Create a delegate function
Adam D. Ruppe via Digitalmars-d-learn
digitalmars-d-learn at puremagic.com
Sat Sep 5 12:14:39 PDT 2015
On Saturday, 5 September 2015 at 18:00:53 UTC, Prudence wrote:
> I have code setup in such a way that I call a user defined
> function, e.g.,
>
> void myFunc(Data d)
> {
> ....
> }
>
> myFunc has to be passed to the main code using something like
You can do that if and only if the this is the last argument to
the function and is a pointer.
Even then, you're kinda hacking it, but with casts you can make
it work:
struct Test {
int a;
}
void foo(Test* _this) {
_this.a = 10;
}
void main() {
auto _this = new Test();
void delegate() dg;
dg.funcptr = cast(typeof(dg.funcptr)) &foo;
dg.ptr = _this;
dg();
import std.stdio;
writeln(_this.a);
}
You could probably put that in a template that does better type
checking.
But the idea is that a delegate is simply a pair of function
pointer and context pointer.
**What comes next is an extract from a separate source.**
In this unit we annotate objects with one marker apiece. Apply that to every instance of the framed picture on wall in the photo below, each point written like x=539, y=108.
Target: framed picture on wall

When you call it, it automatically
adds the context pointer as the last hidden argument to the
function.
Knowing how it works at the low level, we can use some casts to
get the compiler to trust us and make it work.
Similarly with arguments:
struct Test {
int a;
}
void foo(int a, Test* _this) {
_this.a = 10 + a;
}
void main() {
auto _this = new Test();
void delegate(int) dg;
dg.funcptr = cast(typeof(dg.funcptr)) &foo;
dg.ptr = _this;
dg(10);
import std.stdio;
writeln(_this.a);
}
To type check this, you could probably use
ParameterTypeTuple!foo[0 .. $-1] and check for match there on the
typeof(dg.funcptr). And check return value and that the last
argument is indeed a pointer of the type you are giving.